Stephen Kimmel, a professor of epidemiology at the University of Florida, said younger people were particularly vulnerable to infection now because they have a relatively low rate of vaccination and are increasingly interacting with one another, leading to more opportunities to be infected. The delta variant is much more contagious than previous variants.

“If you look back when the virus first started, the mantra was, this seems to be a disease that affects older people more severely, and fortunately younger people don’t seem to get as sick,” he said. “Younger people now feel this is a virus that won’t affect them.”

In many parts of the South that weathered the worst of the summer surge, deaths from COVID-19 have only recently begun to slow down.

James Pollard, the coroner in Henry County, Kentucky, outside Louisville, said he was seeing more deaths occur at home than at any other time during the pandemic. On a recent day, he said, an ambulance was summoned to return a coronavirus patient to a hospital, but the person died before the ambulance arrived.

“The families are going through a lot of initial pain and shock and when we’re getting 20-, 30-, 40-year-old people who are passing away from it, that makes it so much more difficult,” he said. “It has more of a lasting effect than any other natural death.”

He hears a frequent refrain: family members who vow to be vaccinated after losing a relative to the disease.

The wave of delta deaths has been particularly high in rural areas of the South, where vaccination rates trail those of nearby metropolitan areas. Even though the raw number of COVID-19 deaths is higher in metropolitan areas because their populations are larger, the share of people dying of the virus in rural areas has been much greater.

The outsize impact on the South propelled Mississippi ahead of New York and New Jersey for the most coronavirus deaths relative to population throughout the pandemic. Before the delta surge, the worst-hit states had been mostly Northeastern states that suffered dire early outbreaks, as well as Arizona. But Louisiana and Alabama have become two of the five states with the highest proportion of COVID deaths.

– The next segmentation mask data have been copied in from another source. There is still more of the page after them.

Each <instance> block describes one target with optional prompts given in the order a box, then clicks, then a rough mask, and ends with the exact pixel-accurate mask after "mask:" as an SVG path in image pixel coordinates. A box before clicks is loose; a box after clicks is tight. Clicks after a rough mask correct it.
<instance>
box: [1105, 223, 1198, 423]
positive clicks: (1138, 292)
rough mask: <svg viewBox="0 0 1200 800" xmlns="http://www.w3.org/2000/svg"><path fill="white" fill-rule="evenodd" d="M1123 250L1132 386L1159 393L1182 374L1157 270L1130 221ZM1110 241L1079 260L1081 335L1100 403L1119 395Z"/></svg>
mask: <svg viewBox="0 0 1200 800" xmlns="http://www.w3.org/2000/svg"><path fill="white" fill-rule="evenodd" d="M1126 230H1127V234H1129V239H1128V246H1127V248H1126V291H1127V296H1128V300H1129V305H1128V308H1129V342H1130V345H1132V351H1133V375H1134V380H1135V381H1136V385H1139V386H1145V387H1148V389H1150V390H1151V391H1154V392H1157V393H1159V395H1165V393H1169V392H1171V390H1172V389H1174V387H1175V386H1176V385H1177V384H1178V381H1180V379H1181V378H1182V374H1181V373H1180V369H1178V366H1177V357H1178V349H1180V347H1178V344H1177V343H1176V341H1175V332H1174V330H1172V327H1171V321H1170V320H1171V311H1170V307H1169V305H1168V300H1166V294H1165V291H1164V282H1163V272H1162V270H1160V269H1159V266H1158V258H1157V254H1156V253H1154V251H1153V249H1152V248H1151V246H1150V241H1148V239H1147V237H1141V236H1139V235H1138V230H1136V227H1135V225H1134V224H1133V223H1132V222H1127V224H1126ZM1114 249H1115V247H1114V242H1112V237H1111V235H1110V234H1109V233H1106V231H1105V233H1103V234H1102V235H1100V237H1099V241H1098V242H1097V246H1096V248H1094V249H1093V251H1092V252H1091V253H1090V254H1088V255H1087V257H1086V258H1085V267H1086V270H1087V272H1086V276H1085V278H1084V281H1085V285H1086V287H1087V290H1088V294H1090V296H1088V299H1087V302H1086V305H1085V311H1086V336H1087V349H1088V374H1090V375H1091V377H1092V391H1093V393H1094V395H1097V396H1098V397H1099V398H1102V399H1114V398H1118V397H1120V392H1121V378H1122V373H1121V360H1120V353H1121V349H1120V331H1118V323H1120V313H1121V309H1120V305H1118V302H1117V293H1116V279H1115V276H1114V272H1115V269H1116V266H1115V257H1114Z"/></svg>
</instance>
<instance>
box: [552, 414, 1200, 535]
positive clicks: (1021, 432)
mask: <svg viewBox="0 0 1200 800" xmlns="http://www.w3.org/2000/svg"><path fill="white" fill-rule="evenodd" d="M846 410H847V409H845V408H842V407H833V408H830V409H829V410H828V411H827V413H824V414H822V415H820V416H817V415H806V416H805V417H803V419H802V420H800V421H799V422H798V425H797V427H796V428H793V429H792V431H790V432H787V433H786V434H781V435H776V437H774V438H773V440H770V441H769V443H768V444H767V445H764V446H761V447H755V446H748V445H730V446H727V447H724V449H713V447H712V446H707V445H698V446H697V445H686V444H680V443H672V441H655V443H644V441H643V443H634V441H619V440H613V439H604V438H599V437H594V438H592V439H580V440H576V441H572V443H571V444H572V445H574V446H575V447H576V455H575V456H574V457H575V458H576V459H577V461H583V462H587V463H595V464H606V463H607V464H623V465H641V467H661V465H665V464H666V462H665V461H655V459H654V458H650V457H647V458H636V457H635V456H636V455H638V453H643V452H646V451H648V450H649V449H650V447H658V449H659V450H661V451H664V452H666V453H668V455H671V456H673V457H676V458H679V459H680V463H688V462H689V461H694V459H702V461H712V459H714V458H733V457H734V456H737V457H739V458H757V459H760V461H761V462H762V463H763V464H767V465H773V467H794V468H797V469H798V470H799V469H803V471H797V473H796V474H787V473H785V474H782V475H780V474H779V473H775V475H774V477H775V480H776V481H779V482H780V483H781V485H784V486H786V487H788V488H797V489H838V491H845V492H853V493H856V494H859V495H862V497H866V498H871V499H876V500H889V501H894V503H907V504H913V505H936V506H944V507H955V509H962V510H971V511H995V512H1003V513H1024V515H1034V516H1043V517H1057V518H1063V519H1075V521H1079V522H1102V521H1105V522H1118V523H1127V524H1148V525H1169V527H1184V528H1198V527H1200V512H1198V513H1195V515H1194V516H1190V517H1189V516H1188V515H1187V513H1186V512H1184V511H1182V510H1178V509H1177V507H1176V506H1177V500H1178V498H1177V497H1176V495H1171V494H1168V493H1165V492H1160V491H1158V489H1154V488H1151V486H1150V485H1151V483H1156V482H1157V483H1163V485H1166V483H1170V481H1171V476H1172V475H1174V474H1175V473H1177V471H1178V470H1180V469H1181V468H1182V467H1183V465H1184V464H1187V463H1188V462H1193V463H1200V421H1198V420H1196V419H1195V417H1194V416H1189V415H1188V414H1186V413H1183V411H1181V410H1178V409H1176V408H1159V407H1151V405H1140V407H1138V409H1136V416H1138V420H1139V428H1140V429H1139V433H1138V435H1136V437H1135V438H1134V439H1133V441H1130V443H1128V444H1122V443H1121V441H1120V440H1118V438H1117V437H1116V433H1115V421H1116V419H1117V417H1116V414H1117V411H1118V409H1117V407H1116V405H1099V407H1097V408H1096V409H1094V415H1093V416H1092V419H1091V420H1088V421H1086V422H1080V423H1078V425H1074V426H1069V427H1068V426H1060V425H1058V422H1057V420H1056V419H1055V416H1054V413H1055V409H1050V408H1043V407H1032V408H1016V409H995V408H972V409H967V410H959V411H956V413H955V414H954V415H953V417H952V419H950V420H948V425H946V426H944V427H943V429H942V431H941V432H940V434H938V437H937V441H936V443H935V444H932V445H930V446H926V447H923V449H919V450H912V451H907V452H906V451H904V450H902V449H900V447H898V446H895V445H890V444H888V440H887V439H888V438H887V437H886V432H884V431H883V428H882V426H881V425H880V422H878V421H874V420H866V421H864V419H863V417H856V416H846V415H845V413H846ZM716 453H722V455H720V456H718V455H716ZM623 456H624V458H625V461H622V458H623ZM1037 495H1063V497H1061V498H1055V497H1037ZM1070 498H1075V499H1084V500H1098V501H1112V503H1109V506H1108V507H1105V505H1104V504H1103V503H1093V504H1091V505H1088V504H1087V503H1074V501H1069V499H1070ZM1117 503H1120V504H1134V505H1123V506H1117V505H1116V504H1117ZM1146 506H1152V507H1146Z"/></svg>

Harold Proctor, the coroner in Floyd County, Georgia, said his office was handling twice the number of deaths compared with this time last year. At this point in the pandemic, he said, some families are so accustomed to hearing and reading about COVID-19 that they have a sense that deaths from the virus are commonplace.

“It does seem like they have more accepted that people will die of COVID now,” Proctor said.

Other families have expressed sorrow mixed with profound remorse that their dead relative was not vaccinated.

The Rev. Joy Baumgartner, a minister in Beloit, Wisconsin, presided over a recent funeral that she described as “the saddest, most grief-stricken I have ever experienced.”

The woman who died of COVID-19 was a 64-year-old church member, talented baker and frequent volunteer during group dinners on Thanksgiving. Her adult children had advised her not to receive a shot.

When they arrived at the church, Baumgartner said, the woman’s children were full of regret, despairing over their actions and searching for a rationale. “They condemned themselves,” she recalled.

“I had to hold these people in my arms in front of this urn of ashes, asking God to help them through this. It was a never-ending week of excruciating pain.”